The number of passengers on the Carnival Sensation during one-week cruises in the Caribbean follows the normal distribution. The mean number of passengers per cruise is 1,820 and the standard deviation is 120.
a) what percent of the cruises will have between1,820 and 1,970 passengers?
b) what percent of the cruises will have 1,970 passengers or more?
c) what percent of the cruises will have 1,600 or fewer passengers?
d) how many passengers are on the cruises with the fewet 25 percent of passengers?
I would really appreciate your help as this is the only exercise I have been unable to answer.
Thanks very much,
Gerald Bremer
Answer by stanbon(75887)   (Show Source):
You can put this solution on YOUR website! The number of passengers on the Carnival Sensation during one-week cruises in the Caribbean follows the normal distribution.
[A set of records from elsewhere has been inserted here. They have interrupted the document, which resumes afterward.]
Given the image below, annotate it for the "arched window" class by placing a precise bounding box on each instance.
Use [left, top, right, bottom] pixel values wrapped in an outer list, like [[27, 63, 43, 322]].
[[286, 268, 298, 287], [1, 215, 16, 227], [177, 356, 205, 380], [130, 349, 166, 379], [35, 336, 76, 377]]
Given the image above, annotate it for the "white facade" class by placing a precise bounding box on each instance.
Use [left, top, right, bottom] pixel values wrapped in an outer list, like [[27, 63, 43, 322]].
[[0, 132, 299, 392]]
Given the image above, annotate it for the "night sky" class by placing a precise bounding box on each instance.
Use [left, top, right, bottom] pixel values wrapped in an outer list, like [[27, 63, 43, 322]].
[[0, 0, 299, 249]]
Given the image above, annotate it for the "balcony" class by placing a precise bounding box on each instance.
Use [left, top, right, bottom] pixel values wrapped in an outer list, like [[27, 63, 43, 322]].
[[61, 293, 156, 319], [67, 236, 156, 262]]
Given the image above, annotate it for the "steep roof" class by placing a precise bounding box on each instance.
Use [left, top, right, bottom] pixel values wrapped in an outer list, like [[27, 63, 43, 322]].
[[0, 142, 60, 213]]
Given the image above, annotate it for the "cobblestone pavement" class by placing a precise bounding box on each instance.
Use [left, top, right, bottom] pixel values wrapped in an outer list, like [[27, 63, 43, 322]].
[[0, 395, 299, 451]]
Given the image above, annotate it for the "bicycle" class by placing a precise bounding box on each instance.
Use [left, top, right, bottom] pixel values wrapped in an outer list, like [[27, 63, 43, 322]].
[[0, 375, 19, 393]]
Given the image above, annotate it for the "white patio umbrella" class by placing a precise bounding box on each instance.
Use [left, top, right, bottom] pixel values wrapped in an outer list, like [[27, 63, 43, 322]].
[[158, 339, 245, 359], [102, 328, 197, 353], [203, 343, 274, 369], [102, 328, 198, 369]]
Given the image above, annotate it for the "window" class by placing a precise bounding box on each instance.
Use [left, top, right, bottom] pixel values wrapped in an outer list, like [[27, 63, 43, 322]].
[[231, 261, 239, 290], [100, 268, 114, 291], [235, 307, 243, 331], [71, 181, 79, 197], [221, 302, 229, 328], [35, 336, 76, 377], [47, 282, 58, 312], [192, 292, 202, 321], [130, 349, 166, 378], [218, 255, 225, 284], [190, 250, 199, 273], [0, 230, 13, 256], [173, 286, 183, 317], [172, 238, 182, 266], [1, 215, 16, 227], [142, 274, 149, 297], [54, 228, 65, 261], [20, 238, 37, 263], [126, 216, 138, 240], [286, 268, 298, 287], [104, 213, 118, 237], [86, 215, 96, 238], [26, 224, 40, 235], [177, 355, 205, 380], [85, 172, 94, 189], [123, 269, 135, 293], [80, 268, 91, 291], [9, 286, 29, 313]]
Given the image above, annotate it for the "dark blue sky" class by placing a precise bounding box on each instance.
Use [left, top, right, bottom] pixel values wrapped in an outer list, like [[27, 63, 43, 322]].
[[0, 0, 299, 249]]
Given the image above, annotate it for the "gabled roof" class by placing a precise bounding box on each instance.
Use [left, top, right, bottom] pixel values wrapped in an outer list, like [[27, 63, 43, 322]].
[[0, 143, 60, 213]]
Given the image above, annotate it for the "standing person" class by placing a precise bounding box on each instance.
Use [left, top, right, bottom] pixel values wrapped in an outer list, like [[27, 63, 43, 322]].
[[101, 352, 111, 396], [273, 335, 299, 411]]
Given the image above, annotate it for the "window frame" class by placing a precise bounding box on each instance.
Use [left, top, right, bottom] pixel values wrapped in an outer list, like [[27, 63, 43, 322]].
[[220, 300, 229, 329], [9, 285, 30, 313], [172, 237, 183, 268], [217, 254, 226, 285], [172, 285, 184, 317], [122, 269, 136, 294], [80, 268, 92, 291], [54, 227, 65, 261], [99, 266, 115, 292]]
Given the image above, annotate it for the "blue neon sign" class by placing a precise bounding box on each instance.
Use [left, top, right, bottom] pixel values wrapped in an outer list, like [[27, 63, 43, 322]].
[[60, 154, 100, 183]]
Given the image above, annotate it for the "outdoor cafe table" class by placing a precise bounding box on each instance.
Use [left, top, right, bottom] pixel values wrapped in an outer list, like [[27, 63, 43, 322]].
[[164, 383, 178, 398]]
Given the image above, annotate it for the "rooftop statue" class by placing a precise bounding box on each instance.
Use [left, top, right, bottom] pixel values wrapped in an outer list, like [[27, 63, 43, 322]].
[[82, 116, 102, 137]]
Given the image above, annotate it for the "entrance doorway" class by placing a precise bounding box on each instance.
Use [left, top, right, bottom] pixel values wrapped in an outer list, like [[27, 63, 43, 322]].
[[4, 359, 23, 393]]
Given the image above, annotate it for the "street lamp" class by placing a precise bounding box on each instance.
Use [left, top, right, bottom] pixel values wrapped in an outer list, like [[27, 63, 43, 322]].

The mean number of passengers per cruise is 1,820 and the standard deviation is 120.
a) what percent of the cruises will have between1,820 and 1,970 passengers?
P(1820<=X<=1970)=P((1820-1820))/120<=z<=(1970-1820))/120))=0.394
b) what percent of the cruises will have 1,970 passengers or more?
P(X>=1970)=P(z>=(1970-1820)/120)=0.1056
c) what percent of the cruises will have 1,600 or fewer passengers?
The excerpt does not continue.